I’d Get to the Top of the Mountain if It Would Just Stop Fucking Growing

Then reality TV land happened. I felt like I was dropped onto a weird board game, dressed up, and pushed along with a roll of the dice. I didn’t know what The Voice was until I was knee-deep in it. I was on Season One, so I had the gift of walking in blind. I always tell people that if it had been season two, and I had seen the show, I never would have gone on. Not because it’s a terrible show — on the contrary, it was a lovely show and I made some amazing friends — but, reality TV was just never my way. Competition in music was weird to me. Being judged by every move I made was new to me. My manager told me to audition for this “show.” “I’m not sure what it is,” he said, “but you might as well. What do you have to lose?”

He was right. I was almost 22 years old, living in a dump in New York City with nothing but a mattress on the floor and a fold out lawn chair, and working at Crumb’s Bake Shop dishing out cupcakes and coffee to (sorry New York but) very impatient and often rude folks. Meg and Dia had just recorded a record, “Cocoon,” which cost us all our savings from tour and didn’t do very well on iTunes.


I flew to L.A. to audition for the show.
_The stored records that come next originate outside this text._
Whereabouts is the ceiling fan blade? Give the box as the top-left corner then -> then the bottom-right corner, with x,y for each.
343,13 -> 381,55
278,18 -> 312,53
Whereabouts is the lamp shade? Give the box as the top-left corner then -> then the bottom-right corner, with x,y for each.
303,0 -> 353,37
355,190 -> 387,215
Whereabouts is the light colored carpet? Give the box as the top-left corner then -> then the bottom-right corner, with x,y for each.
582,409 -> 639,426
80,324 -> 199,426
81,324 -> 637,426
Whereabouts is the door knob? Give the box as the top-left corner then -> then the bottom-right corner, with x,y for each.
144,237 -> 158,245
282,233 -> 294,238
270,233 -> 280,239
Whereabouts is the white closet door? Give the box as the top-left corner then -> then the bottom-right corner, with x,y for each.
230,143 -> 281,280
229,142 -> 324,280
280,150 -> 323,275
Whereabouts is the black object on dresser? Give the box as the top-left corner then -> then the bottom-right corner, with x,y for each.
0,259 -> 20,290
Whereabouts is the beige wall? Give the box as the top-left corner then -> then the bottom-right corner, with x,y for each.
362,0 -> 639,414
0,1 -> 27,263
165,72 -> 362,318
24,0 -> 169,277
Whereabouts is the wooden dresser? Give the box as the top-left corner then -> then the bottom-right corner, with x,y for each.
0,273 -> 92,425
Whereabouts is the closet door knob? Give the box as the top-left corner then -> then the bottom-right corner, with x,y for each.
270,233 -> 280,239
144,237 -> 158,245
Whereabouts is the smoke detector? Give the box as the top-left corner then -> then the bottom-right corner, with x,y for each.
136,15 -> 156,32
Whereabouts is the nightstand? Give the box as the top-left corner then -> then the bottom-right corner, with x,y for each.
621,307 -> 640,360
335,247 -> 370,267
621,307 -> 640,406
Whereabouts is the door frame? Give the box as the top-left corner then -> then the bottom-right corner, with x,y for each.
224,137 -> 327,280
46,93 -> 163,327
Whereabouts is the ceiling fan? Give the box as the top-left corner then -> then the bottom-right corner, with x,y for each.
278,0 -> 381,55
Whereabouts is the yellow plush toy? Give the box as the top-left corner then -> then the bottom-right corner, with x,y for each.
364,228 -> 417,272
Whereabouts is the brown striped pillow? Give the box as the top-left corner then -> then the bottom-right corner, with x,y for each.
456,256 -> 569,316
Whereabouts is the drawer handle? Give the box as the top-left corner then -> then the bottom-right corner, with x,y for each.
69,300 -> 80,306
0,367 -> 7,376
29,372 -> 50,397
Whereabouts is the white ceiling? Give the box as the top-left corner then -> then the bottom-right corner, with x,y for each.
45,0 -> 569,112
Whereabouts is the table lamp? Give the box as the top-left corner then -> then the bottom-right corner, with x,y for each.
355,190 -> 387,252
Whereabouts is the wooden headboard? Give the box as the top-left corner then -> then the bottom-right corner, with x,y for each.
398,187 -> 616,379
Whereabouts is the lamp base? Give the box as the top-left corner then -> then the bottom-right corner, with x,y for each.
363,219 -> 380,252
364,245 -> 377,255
At the time, there were, to my knowledge, 4 coaches, or something like that. No one had been confirmed. I didn’t know it was going to be this huge show. I didn’t know they were going to have mega superstars as coaches.
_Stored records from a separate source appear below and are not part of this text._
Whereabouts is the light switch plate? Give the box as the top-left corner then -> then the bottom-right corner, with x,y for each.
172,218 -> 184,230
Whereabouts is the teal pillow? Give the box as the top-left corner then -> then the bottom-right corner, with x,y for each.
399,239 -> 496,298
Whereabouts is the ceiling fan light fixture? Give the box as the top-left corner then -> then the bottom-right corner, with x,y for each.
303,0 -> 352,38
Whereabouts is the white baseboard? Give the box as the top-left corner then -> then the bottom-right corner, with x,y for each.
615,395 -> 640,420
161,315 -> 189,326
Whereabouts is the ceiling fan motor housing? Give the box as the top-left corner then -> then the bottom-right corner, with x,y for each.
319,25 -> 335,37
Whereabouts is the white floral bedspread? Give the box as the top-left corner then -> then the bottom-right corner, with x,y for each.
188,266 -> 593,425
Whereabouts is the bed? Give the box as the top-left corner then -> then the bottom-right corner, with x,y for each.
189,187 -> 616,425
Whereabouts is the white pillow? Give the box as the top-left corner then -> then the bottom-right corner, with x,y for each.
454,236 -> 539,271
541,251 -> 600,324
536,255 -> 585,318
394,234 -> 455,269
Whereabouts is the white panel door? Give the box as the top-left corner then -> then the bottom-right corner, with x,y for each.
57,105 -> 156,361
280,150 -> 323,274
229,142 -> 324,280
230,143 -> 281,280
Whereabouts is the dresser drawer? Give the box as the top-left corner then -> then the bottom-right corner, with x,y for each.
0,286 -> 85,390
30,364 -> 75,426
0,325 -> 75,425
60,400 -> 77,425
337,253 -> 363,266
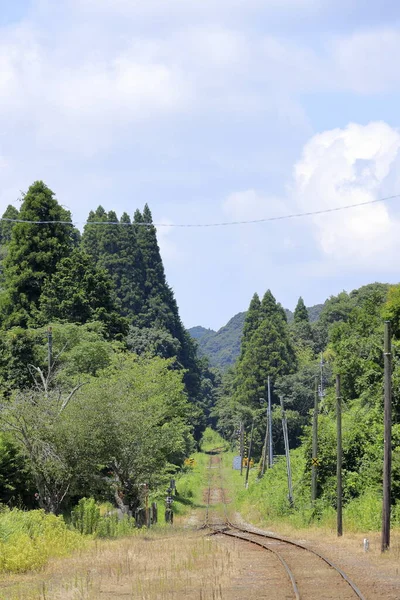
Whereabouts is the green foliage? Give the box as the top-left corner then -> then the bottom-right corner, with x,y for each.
71,497 -> 100,534
200,428 -> 228,452
294,297 -> 309,324
0,508 -> 85,573
189,312 -> 247,370
234,290 -> 296,411
39,248 -> 128,339
0,182 -> 78,328
77,354 -> 194,510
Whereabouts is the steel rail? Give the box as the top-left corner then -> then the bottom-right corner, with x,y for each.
221,528 -> 300,599
227,522 -> 366,600
204,449 -> 299,599
211,448 -> 366,600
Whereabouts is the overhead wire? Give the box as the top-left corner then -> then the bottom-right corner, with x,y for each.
0,193 -> 399,228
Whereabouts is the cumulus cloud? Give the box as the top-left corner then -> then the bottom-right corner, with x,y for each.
293,122 -> 400,265
224,122 -> 400,272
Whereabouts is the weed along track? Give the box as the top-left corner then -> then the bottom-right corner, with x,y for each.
205,449 -> 367,600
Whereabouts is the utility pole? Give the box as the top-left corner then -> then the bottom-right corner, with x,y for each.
319,352 -> 325,399
260,402 -> 269,477
336,374 -> 343,537
47,326 -> 53,377
311,377 -> 319,503
280,397 -> 293,506
268,376 -> 273,467
240,422 -> 244,476
245,419 -> 254,489
382,321 -> 392,553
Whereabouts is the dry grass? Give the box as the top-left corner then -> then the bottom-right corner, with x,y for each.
0,528 -> 241,600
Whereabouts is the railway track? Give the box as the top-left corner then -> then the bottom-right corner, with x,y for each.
204,450 -> 367,600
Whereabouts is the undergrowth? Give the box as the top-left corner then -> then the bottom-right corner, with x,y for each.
0,508 -> 86,573
221,447 -> 400,533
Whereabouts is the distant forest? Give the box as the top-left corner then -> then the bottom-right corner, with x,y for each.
189,304 -> 323,369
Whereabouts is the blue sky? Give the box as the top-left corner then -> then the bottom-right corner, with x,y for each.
2,1 -> 400,330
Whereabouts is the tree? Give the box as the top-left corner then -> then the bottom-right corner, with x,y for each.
235,319 -> 296,410
82,209 -> 145,320
81,354 -> 193,511
291,297 -> 314,360
240,293 -> 261,354
0,182 -> 77,328
0,205 -> 19,269
294,297 -> 309,324
261,289 -> 287,324
39,249 -> 128,339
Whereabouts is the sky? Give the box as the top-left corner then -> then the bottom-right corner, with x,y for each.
2,1 -> 400,330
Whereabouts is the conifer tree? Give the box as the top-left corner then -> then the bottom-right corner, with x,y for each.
235,318 -> 296,408
261,289 -> 288,324
0,205 -> 19,280
240,293 -> 261,353
234,289 -> 296,410
82,208 -> 145,319
294,297 -> 309,323
39,249 -> 128,338
0,182 -> 76,327
292,296 -> 313,349
0,205 -> 19,247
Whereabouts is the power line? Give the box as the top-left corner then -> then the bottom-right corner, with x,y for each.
1,193 -> 399,228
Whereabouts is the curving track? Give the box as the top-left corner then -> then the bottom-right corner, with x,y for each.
204,451 -> 367,600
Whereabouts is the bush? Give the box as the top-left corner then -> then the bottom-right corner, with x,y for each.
71,497 -> 137,538
71,497 -> 100,535
0,508 -> 85,573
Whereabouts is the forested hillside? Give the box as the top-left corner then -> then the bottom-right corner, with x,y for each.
190,304 -> 323,369
213,282 -> 400,527
189,312 -> 246,369
0,181 -> 216,515
0,181 -> 398,539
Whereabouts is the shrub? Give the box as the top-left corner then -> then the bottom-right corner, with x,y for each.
0,508 -> 85,573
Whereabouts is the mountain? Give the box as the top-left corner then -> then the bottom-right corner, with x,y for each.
189,326 -> 215,340
189,312 -> 246,369
189,304 -> 323,370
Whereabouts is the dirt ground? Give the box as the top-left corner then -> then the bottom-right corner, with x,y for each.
233,516 -> 400,599
1,452 -> 399,599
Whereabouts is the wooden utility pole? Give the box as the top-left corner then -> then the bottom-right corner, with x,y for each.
311,377 -> 319,503
47,326 -> 53,377
336,374 -> 343,537
239,422 -> 244,476
245,419 -> 254,488
268,376 -> 273,467
382,321 -> 392,553
280,397 -> 293,506
260,414 -> 269,477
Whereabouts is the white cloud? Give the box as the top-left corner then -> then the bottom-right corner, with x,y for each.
223,122 -> 400,272
293,122 -> 400,265
0,25 -> 189,155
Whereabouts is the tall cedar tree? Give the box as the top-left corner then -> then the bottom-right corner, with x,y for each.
82,208 -> 144,318
0,182 -> 76,328
294,297 -> 309,323
235,290 -> 296,409
0,205 -> 19,279
39,249 -> 128,339
240,293 -> 261,355
0,205 -> 19,246
292,296 -> 313,347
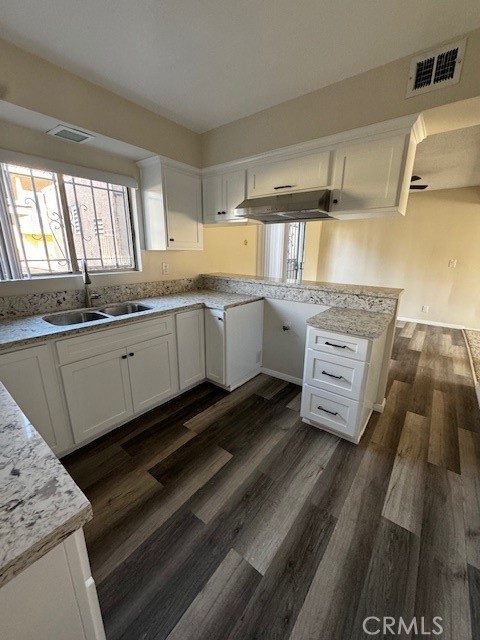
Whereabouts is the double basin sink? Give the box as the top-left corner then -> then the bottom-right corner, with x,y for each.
43,302 -> 152,326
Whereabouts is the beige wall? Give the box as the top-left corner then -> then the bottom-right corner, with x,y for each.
0,38 -> 201,167
201,28 -> 480,166
315,188 -> 480,329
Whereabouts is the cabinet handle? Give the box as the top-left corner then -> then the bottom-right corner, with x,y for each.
317,405 -> 339,416
332,199 -> 339,204
121,354 -> 127,359
129,352 -> 135,357
217,211 -> 222,215
322,370 -> 343,380
217,317 -> 223,321
273,185 -> 293,190
222,211 -> 226,215
169,238 -> 174,241
325,341 -> 349,350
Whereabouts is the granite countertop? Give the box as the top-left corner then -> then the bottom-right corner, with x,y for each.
203,273 -> 403,299
0,383 -> 91,588
307,306 -> 393,339
0,290 -> 263,352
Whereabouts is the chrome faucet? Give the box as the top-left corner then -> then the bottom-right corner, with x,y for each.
80,259 -> 101,308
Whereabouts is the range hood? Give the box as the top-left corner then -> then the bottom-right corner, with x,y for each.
235,189 -> 333,223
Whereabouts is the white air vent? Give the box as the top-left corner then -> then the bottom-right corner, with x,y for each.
406,39 -> 466,98
46,125 -> 95,144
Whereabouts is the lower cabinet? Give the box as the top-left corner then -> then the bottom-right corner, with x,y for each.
60,320 -> 179,445
205,301 -> 264,391
0,344 -> 70,454
176,309 -> 206,389
1,529 -> 105,640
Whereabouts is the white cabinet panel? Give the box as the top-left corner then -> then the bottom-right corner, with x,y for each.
247,150 -> 331,197
225,300 -> 263,389
304,349 -> 367,400
202,174 -> 223,223
301,383 -> 360,439
330,134 -> 408,215
202,169 -> 246,224
61,349 -> 133,443
128,334 -> 179,412
307,326 -> 371,362
163,165 -> 203,249
0,345 -> 70,454
205,309 -> 225,385
224,169 -> 247,221
176,309 -> 206,389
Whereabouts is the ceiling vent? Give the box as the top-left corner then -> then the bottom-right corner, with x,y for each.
46,125 -> 95,144
406,39 -> 466,98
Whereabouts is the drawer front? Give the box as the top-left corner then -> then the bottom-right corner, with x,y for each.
57,315 -> 174,364
307,326 -> 370,362
304,349 -> 367,400
301,384 -> 360,438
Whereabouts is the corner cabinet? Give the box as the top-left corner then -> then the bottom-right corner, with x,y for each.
139,157 -> 203,250
202,169 -> 247,224
205,301 -> 263,391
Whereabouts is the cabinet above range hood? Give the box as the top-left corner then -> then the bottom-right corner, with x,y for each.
234,189 -> 334,223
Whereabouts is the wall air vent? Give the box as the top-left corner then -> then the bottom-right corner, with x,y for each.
406,39 -> 466,98
46,125 -> 95,144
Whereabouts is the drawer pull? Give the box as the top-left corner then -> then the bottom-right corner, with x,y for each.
317,405 -> 339,416
322,370 -> 343,380
325,341 -> 351,350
With luck and chance on my side, I got through the first round and was awestruck the entire time by the magnitude of it all. How did I get here?

On Warped Tour just trying to stay cool. The weather every summer got very intense!
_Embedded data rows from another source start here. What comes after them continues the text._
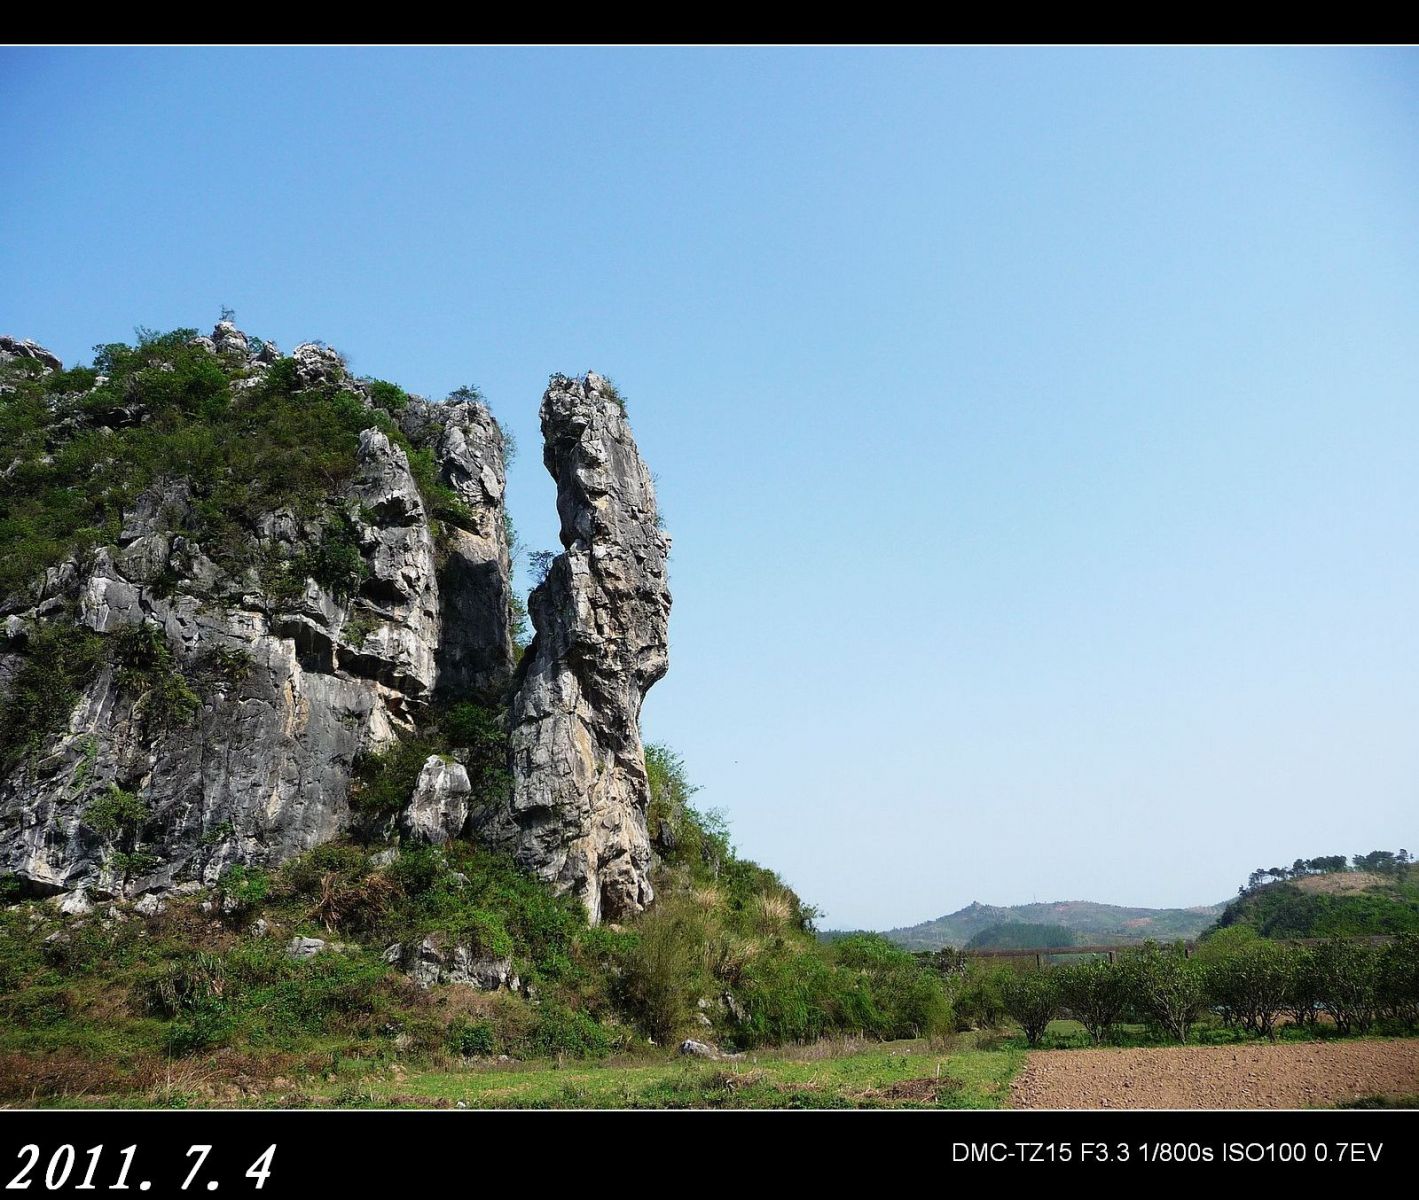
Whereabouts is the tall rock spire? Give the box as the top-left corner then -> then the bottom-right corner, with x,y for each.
491,372 -> 671,924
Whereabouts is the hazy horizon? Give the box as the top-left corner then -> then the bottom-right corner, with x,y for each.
3,46 -> 1416,929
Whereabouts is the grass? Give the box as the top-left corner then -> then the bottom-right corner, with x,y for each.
16,1036 -> 1023,1110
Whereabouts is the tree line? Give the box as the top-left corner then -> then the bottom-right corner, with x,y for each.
1244,849 -> 1412,892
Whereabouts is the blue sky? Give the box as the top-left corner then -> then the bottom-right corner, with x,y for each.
2,46 -> 1416,929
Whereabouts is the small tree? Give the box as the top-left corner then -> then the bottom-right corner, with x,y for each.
1283,945 -> 1321,1030
1313,939 -> 1379,1035
1120,943 -> 1209,1043
1376,933 -> 1419,1029
1001,968 -> 1061,1047
1056,958 -> 1128,1045
1208,940 -> 1295,1040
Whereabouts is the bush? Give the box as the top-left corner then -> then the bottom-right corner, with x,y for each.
0,621 -> 106,774
830,934 -> 952,1040
1055,958 -> 1128,1044
1313,939 -> 1379,1035
1206,938 -> 1296,1040
112,623 -> 200,730
525,1003 -> 616,1058
83,785 -> 147,841
951,963 -> 1012,1031
1377,933 -> 1419,1028
616,894 -> 709,1044
1119,943 -> 1210,1043
351,740 -> 434,820
1000,968 -> 1060,1046
447,1016 -> 497,1057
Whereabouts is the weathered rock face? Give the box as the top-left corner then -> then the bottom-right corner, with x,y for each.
0,330 -> 665,920
0,324 -> 514,897
483,373 -> 671,925
398,398 -> 515,698
0,336 -> 61,374
400,755 -> 472,846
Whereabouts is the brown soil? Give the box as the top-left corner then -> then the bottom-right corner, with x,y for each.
1292,871 -> 1388,895
1010,1038 -> 1419,1109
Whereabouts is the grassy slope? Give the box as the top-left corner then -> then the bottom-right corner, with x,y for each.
1210,872 -> 1419,939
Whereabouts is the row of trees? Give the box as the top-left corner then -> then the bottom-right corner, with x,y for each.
1244,849 -> 1412,891
984,933 -> 1419,1047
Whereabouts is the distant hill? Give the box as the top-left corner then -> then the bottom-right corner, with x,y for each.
1209,870 -> 1419,939
964,922 -> 1076,950
876,899 -> 1225,951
During the interviews I would speak in great lengths about my band and our record out on iTunes, but when the editing folks got a hold of it, I was suddenly the “children’s book author from Utah,” and that was that. That was my story apparently. So, whatever, I just wanted to sing. But I was terrified. I had performed my whole life, but I had always performed with my sister. Now I was alone. On stage, in front of millions. Alone.

The aftermath of The Voice was good and bad. Good because I got picked up by Universal Records but bad because my band quickly fell apart. The record label wouldn’t take all of us since no one on the show knew anything about us, so I just tried to keep it under my name as a solo act, but with my band. But it turns out, that was easier said than done.

Our band slowly fell apart and my relationship with my sister turned distant and strained. It was never cruel, never cold, but more like…far away. My best friend and I had lost touch somehow, and I felt even more alone.

I turned to the bright lights of Hollywood to keep me company, but it turned out to be fickle and, as my favorite leading man Holden Caulfield would say, “phony.”

I made an album called RED. It was specially “crafted” by LA’s top writers and producers and was put out on Universal. I don’t mean to cut it down. I really don’t. My heart and soul went into that record, but it just so happens that my heart was half full and my soul was drained and missing something even though I didn’t know what it was.

The record did OK. It did especially well in Asia so I was over there a lot, much to my delight, since I adore South East Asia and I also adore traveling.

Then, a couple years later, I got dropped, and I moved on into ….this weird stretch of distant blue. A weird fog came over me. I stopped….caring. A year passed. Another year. Another year. “In the studio,” I’d Tweet. “Writing session today in Venice,” I’d Tweet. But who cares really? Did I?

I was a washed up, bitter ex-musician who used to have a future.